Non sono mancate certo le sciagure.
I treni sanitari portavano ogni giorno dei caduti. Ogni vittoria è un minotauro (il mostro divoratore di giovani e fanciulle, mezzo uomo e mezzo toro, al centro del Labirinto, a Creta, va fatto oggetto di un omaggio di vittime umane, finchè fu ucciso da Teseo) che divora le vittime.
Quanti operai sono precipitati dall’alto delle chiuse; quanti  son morti in esplosioni premature di mine, quanti sono scomparsi nelle acque torbide dei fiumi popolati di caimani, dalla enorme bocca! Ma non si possono considerare qui gli incidenti, i disastri e gli errori, con i concetti che informano la vita normale. Nei grandi conflitti tutti i valori dell’esistenza cambiano. Dobbiamo proporzionare ogni cosa che qui avviene alla immensità dell’impresa piena di incognite, al suo aspetto di lotta combattuta, una lotta così varia, così accanita, così lunga, così vasta.
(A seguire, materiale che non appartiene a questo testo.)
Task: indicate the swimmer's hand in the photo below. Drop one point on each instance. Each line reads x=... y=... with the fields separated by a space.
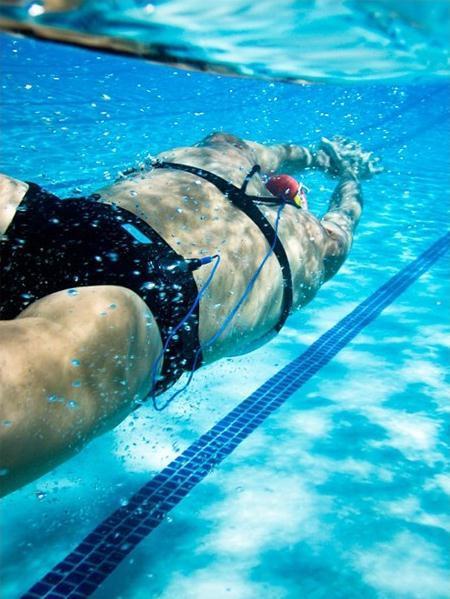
x=342 y=156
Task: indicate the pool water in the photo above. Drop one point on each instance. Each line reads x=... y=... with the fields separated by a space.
x=344 y=491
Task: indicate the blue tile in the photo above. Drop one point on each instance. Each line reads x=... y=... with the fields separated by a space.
x=64 y=588
x=86 y=588
x=40 y=588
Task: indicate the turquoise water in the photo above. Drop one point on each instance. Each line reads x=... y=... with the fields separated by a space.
x=317 y=40
x=343 y=492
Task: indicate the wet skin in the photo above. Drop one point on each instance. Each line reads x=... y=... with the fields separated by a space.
x=92 y=353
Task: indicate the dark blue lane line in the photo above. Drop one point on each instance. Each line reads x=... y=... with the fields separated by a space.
x=82 y=571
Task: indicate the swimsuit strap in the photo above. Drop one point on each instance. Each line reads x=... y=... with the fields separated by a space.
x=247 y=204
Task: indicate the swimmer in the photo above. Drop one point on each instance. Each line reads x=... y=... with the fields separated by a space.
x=92 y=288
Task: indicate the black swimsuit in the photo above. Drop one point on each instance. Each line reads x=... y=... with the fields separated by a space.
x=53 y=244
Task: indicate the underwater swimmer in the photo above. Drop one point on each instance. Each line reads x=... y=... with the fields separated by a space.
x=91 y=290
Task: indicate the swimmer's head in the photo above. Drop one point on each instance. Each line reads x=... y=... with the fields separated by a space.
x=286 y=188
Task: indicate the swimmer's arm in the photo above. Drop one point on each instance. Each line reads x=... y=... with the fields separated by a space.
x=339 y=223
x=71 y=367
x=291 y=158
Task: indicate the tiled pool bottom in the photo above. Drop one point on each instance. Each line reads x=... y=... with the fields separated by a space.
x=92 y=561
x=334 y=495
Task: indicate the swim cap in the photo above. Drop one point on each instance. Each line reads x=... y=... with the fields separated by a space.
x=283 y=186
x=288 y=189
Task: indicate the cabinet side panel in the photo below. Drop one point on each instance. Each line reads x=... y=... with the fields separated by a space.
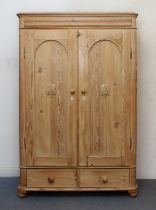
x=22 y=108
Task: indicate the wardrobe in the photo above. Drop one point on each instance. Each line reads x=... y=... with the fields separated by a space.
x=77 y=102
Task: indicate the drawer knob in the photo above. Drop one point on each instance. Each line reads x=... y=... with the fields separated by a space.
x=83 y=92
x=103 y=179
x=72 y=91
x=51 y=179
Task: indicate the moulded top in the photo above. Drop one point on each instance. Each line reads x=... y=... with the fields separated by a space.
x=100 y=14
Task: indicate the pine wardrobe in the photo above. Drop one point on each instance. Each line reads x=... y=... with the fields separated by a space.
x=77 y=102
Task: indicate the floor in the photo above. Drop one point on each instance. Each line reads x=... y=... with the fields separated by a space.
x=9 y=200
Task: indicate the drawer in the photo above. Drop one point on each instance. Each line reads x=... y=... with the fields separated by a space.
x=104 y=178
x=51 y=178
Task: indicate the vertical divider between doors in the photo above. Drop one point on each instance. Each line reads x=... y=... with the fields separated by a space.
x=77 y=41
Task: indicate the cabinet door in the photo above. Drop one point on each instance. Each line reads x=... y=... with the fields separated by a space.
x=104 y=97
x=51 y=97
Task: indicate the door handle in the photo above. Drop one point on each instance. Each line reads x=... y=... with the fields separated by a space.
x=83 y=92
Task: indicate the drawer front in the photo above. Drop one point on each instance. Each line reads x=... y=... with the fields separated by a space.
x=51 y=178
x=104 y=178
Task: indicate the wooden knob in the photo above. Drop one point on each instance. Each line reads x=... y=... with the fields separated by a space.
x=83 y=92
x=51 y=179
x=103 y=179
x=72 y=91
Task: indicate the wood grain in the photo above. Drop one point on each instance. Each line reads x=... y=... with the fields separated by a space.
x=78 y=89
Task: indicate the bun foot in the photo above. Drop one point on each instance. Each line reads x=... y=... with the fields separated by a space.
x=21 y=192
x=133 y=193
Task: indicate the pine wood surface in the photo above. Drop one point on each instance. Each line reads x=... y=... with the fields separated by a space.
x=78 y=102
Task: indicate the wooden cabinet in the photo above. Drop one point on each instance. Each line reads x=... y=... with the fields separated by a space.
x=77 y=102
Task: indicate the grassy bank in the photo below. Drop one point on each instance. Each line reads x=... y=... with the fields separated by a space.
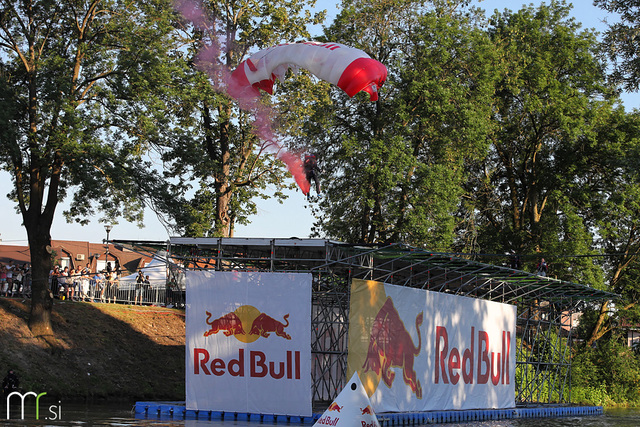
x=101 y=351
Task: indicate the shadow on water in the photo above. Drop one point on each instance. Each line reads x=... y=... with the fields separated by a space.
x=103 y=352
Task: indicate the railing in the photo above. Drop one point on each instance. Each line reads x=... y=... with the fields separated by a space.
x=157 y=293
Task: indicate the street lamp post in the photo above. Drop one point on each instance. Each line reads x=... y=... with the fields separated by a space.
x=108 y=228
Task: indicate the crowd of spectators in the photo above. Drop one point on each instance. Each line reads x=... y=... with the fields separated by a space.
x=81 y=284
x=15 y=280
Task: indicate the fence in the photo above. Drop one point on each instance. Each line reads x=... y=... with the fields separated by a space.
x=157 y=292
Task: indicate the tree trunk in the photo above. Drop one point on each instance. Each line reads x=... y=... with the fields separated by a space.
x=42 y=298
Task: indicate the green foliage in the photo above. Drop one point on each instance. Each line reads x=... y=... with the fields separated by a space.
x=393 y=169
x=621 y=41
x=608 y=373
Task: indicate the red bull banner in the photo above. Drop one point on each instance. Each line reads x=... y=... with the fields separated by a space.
x=248 y=342
x=417 y=350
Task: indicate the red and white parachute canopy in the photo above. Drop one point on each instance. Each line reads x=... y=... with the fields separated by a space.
x=349 y=68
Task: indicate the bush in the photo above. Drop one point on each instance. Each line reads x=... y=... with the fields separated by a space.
x=606 y=375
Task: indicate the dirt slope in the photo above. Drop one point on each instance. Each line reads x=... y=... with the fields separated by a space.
x=102 y=351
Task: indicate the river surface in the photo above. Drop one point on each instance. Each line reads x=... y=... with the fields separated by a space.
x=121 y=414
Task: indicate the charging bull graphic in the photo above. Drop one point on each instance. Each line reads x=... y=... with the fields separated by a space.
x=262 y=325
x=390 y=346
x=230 y=324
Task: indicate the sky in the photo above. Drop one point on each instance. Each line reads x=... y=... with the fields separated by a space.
x=292 y=218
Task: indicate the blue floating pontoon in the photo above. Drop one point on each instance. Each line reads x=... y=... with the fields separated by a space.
x=178 y=411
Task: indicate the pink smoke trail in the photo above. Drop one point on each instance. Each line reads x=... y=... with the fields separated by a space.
x=208 y=61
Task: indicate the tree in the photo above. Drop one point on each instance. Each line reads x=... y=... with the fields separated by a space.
x=392 y=168
x=215 y=145
x=78 y=80
x=621 y=41
x=530 y=190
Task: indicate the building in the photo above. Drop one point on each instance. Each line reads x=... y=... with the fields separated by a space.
x=67 y=253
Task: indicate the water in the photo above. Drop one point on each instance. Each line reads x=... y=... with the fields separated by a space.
x=121 y=414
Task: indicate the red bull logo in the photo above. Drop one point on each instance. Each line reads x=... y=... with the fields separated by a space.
x=262 y=325
x=229 y=324
x=256 y=365
x=367 y=411
x=334 y=407
x=390 y=346
x=328 y=421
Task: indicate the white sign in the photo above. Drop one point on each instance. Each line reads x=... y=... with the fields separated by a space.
x=248 y=342
x=416 y=350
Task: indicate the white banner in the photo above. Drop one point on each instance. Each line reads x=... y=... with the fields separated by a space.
x=417 y=350
x=248 y=342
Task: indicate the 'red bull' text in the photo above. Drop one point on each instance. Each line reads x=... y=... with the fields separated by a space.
x=453 y=364
x=257 y=365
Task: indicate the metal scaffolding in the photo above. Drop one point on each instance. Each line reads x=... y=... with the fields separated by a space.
x=545 y=305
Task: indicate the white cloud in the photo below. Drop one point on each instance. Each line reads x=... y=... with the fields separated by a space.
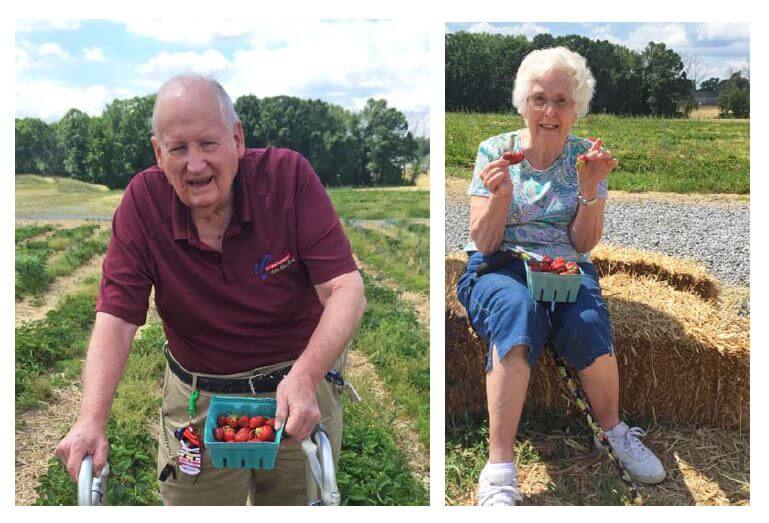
x=528 y=30
x=723 y=32
x=604 y=32
x=193 y=31
x=344 y=63
x=52 y=49
x=164 y=65
x=50 y=100
x=27 y=26
x=672 y=35
x=94 y=54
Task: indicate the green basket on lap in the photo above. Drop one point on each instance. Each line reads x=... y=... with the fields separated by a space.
x=546 y=286
x=260 y=455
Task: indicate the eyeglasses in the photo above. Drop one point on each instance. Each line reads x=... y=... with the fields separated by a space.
x=539 y=102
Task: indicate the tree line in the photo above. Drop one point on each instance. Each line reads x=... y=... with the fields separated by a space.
x=481 y=68
x=366 y=148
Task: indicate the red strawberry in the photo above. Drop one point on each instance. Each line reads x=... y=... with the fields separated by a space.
x=242 y=435
x=257 y=421
x=513 y=157
x=266 y=434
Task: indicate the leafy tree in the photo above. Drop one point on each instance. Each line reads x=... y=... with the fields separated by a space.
x=72 y=137
x=734 y=96
x=664 y=80
x=388 y=145
x=247 y=108
x=37 y=150
x=128 y=132
x=711 y=84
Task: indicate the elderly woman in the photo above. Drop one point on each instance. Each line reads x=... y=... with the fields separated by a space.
x=549 y=206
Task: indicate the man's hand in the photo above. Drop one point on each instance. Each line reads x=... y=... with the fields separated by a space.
x=83 y=438
x=297 y=406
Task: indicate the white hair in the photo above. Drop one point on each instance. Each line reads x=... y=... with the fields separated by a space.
x=226 y=109
x=538 y=64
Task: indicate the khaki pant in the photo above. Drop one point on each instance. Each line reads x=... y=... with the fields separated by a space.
x=283 y=485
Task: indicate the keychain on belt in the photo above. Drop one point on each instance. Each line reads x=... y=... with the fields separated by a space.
x=188 y=459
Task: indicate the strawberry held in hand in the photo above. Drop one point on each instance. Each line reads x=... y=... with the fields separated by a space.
x=514 y=157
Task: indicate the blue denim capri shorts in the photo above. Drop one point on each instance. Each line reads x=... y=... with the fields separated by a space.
x=504 y=314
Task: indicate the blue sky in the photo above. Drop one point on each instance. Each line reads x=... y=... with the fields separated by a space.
x=86 y=64
x=715 y=48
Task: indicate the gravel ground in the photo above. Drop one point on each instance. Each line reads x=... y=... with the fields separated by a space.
x=716 y=234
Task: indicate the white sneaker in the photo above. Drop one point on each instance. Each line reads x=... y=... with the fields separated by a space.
x=498 y=489
x=640 y=462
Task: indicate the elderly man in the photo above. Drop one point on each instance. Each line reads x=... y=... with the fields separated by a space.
x=254 y=281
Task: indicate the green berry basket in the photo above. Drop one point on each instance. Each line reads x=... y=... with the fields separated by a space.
x=546 y=286
x=224 y=454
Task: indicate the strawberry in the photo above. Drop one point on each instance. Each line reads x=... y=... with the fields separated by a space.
x=267 y=434
x=257 y=421
x=513 y=157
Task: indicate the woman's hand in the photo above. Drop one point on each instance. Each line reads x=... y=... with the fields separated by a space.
x=496 y=177
x=596 y=167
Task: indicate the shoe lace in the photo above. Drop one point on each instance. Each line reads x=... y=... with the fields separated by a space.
x=631 y=442
x=492 y=494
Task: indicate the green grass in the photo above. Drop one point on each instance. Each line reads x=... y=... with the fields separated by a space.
x=372 y=468
x=131 y=432
x=63 y=197
x=61 y=336
x=655 y=154
x=36 y=267
x=393 y=341
x=377 y=204
x=26 y=232
x=402 y=255
x=467 y=452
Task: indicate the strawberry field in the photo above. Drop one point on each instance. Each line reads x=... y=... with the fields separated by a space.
x=59 y=248
x=655 y=154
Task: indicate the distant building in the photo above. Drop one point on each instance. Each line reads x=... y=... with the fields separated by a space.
x=705 y=97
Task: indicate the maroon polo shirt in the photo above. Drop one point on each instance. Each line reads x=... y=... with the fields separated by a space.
x=254 y=303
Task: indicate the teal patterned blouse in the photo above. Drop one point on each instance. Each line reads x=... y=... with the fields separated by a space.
x=544 y=202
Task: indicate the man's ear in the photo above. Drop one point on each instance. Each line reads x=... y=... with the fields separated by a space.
x=240 y=140
x=158 y=151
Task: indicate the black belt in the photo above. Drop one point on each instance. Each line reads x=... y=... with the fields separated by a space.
x=257 y=383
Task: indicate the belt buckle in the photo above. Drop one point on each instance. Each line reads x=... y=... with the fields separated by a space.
x=257 y=376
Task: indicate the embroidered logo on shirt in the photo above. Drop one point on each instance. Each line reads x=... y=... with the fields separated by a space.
x=266 y=266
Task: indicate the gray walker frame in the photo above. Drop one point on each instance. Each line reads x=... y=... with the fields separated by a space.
x=322 y=488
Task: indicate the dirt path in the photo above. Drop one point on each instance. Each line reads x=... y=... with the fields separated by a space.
x=419 y=302
x=33 y=309
x=361 y=370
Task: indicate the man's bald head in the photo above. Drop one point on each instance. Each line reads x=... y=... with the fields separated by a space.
x=198 y=87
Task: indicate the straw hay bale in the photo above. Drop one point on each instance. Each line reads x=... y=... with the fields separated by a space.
x=681 y=358
x=683 y=275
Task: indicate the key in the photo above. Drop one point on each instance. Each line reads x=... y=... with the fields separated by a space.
x=168 y=470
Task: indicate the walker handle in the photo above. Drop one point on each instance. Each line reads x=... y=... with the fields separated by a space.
x=91 y=491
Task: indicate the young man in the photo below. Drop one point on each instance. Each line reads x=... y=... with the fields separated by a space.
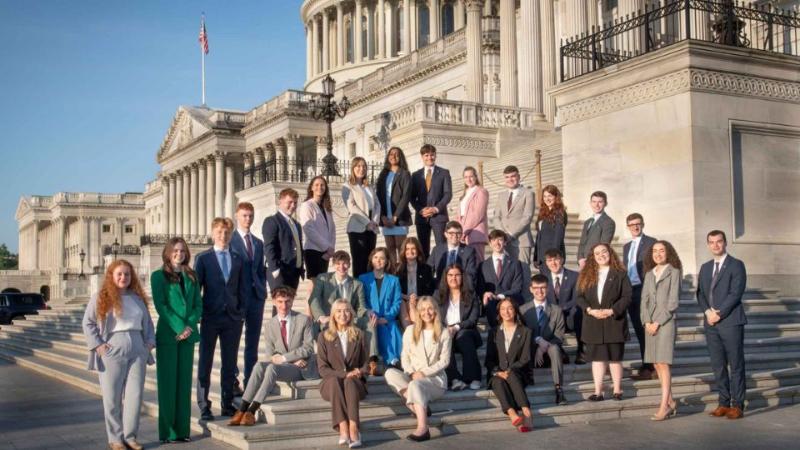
x=283 y=248
x=251 y=251
x=290 y=356
x=454 y=251
x=720 y=288
x=562 y=291
x=597 y=229
x=547 y=323
x=431 y=191
x=220 y=275
x=499 y=277
x=634 y=254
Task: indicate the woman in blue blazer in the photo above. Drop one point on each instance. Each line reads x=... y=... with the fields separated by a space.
x=384 y=299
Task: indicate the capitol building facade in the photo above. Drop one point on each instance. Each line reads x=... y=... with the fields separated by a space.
x=687 y=112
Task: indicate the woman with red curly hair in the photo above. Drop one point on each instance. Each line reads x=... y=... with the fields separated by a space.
x=120 y=336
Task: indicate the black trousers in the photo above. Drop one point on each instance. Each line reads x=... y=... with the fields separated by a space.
x=726 y=349
x=510 y=392
x=465 y=342
x=229 y=333
x=636 y=320
x=361 y=245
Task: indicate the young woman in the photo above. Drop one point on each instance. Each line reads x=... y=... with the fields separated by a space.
x=120 y=337
x=319 y=232
x=416 y=279
x=176 y=296
x=382 y=291
x=364 y=215
x=660 y=299
x=604 y=294
x=551 y=225
x=342 y=360
x=508 y=354
x=472 y=212
x=394 y=192
x=426 y=355
x=460 y=309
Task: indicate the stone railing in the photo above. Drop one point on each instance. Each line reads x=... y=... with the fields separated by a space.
x=432 y=110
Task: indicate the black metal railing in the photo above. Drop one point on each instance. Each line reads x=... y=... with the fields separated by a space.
x=301 y=170
x=665 y=22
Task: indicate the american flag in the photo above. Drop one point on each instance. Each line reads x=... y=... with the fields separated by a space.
x=203 y=38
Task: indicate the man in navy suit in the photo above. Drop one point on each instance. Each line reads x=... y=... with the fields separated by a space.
x=220 y=274
x=283 y=243
x=499 y=277
x=251 y=250
x=720 y=288
x=453 y=251
x=431 y=191
x=634 y=254
x=562 y=290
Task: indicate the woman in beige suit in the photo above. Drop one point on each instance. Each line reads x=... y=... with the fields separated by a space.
x=660 y=297
x=426 y=355
x=342 y=359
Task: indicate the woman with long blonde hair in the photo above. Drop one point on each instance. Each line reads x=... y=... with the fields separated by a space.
x=425 y=356
x=120 y=336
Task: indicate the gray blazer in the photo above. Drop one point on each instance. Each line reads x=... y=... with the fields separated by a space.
x=99 y=332
x=300 y=340
x=516 y=222
x=602 y=231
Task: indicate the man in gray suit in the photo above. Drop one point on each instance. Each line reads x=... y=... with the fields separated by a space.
x=547 y=322
x=598 y=229
x=290 y=353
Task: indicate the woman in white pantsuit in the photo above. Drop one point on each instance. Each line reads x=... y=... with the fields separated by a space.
x=120 y=336
x=425 y=356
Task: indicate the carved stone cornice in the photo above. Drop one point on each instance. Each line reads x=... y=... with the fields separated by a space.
x=685 y=80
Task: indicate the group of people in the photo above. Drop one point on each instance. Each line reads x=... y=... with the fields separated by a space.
x=404 y=310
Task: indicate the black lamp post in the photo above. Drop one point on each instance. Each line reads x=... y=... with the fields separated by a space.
x=328 y=110
x=82 y=255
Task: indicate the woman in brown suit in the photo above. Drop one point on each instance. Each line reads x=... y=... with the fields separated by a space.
x=342 y=359
x=604 y=294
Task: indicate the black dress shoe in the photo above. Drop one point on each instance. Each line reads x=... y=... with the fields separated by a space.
x=421 y=438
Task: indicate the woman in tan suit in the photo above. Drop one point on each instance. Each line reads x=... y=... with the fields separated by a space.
x=426 y=355
x=342 y=359
x=660 y=298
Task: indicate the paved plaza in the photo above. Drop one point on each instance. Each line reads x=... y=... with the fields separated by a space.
x=37 y=412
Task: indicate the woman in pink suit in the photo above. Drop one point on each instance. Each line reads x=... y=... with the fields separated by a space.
x=472 y=212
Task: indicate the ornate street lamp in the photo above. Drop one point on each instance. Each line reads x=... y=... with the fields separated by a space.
x=82 y=255
x=328 y=110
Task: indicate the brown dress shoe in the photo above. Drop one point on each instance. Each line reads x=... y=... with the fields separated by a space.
x=248 y=419
x=734 y=413
x=237 y=419
x=721 y=411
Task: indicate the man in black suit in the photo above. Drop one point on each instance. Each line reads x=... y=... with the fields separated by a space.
x=453 y=251
x=431 y=191
x=546 y=321
x=499 y=276
x=283 y=243
x=720 y=288
x=220 y=274
x=634 y=254
x=562 y=290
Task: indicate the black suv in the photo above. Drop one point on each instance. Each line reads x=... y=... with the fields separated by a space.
x=13 y=305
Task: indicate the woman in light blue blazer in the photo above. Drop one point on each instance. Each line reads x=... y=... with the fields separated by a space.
x=383 y=300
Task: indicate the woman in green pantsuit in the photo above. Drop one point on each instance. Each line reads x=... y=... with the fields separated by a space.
x=176 y=296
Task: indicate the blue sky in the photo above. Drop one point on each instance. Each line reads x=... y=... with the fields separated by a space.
x=88 y=88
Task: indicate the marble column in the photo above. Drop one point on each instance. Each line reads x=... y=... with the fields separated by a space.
x=530 y=73
x=508 y=53
x=548 y=46
x=193 y=200
x=219 y=184
x=474 y=38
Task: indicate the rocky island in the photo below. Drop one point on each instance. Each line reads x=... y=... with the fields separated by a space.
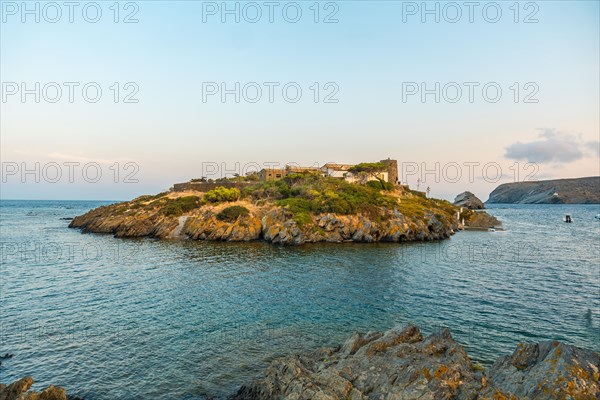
x=557 y=191
x=294 y=207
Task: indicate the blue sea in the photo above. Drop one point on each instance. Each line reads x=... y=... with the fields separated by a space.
x=144 y=319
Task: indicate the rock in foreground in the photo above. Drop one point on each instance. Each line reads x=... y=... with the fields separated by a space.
x=18 y=390
x=404 y=365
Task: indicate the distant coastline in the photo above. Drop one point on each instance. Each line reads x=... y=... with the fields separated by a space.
x=556 y=191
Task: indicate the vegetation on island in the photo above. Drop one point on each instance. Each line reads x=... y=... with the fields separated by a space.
x=305 y=195
x=298 y=208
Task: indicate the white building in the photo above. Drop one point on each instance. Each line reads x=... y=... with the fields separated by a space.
x=342 y=171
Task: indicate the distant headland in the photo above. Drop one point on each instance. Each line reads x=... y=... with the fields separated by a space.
x=557 y=191
x=294 y=205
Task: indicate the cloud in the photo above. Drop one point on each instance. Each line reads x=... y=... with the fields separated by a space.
x=553 y=147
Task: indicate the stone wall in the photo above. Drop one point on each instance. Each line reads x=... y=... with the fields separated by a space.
x=392 y=170
x=206 y=186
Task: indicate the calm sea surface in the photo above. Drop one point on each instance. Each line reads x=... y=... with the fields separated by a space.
x=144 y=319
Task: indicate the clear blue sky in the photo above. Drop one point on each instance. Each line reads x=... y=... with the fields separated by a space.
x=368 y=55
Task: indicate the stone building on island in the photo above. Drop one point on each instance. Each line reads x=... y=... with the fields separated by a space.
x=342 y=171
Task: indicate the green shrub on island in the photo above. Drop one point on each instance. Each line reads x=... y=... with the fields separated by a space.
x=231 y=214
x=221 y=194
x=306 y=194
x=180 y=205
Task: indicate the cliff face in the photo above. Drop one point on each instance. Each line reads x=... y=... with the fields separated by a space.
x=401 y=364
x=559 y=191
x=267 y=222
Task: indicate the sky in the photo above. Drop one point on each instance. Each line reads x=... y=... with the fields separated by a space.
x=110 y=100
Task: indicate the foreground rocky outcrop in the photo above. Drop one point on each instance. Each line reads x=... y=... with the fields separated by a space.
x=19 y=390
x=269 y=222
x=468 y=200
x=558 y=191
x=401 y=364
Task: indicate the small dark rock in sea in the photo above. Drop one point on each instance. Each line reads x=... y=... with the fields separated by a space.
x=19 y=390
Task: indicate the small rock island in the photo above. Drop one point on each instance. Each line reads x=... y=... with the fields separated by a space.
x=295 y=205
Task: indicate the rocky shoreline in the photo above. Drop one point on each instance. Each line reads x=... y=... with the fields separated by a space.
x=268 y=222
x=402 y=364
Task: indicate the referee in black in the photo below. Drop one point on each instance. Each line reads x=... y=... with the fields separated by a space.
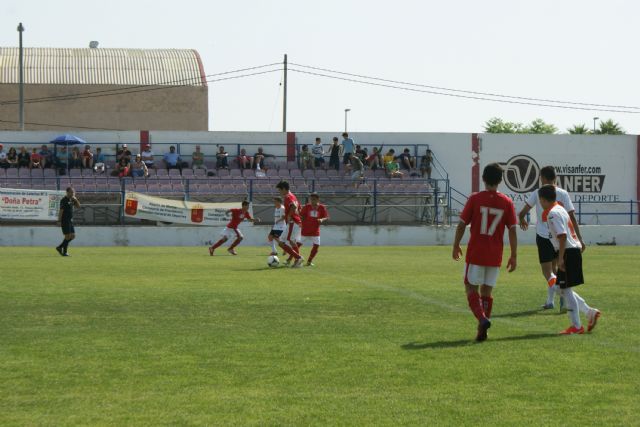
x=65 y=219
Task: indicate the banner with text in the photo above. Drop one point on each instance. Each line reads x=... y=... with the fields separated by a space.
x=141 y=206
x=39 y=205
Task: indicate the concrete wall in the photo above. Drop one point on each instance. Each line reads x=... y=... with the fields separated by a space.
x=153 y=107
x=256 y=236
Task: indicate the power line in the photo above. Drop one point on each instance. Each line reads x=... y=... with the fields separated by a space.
x=497 y=95
x=453 y=95
x=127 y=89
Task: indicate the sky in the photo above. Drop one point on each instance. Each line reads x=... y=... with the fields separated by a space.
x=574 y=50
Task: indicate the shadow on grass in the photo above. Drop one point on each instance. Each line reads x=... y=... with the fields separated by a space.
x=463 y=343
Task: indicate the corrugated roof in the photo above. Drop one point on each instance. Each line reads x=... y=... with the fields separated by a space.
x=128 y=67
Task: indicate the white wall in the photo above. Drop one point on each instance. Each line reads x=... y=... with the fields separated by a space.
x=256 y=236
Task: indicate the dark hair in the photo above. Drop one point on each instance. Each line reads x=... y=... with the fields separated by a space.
x=492 y=174
x=283 y=185
x=547 y=192
x=548 y=173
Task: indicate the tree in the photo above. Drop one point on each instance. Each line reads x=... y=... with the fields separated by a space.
x=540 y=126
x=581 y=129
x=609 y=127
x=497 y=125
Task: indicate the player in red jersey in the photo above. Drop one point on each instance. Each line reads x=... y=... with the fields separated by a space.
x=488 y=212
x=313 y=215
x=294 y=222
x=231 y=230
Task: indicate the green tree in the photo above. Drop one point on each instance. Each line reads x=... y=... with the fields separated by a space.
x=609 y=127
x=540 y=126
x=581 y=129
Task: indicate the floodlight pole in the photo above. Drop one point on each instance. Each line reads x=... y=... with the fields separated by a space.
x=21 y=77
Le notizie del Canal Record, il giornale dei lavori, avevano la laconica eloquenza dei bollettini militari; in poche parole davano il gelido resoconto di una vittoria o di un insuccesso.
Tutto era secondario di fronte alla gloriosa meta, sempre più vicina, alla quale tendeva l’attività alacre di centomila braccia, il cuore di una nazione, l’interesse dell’umanità.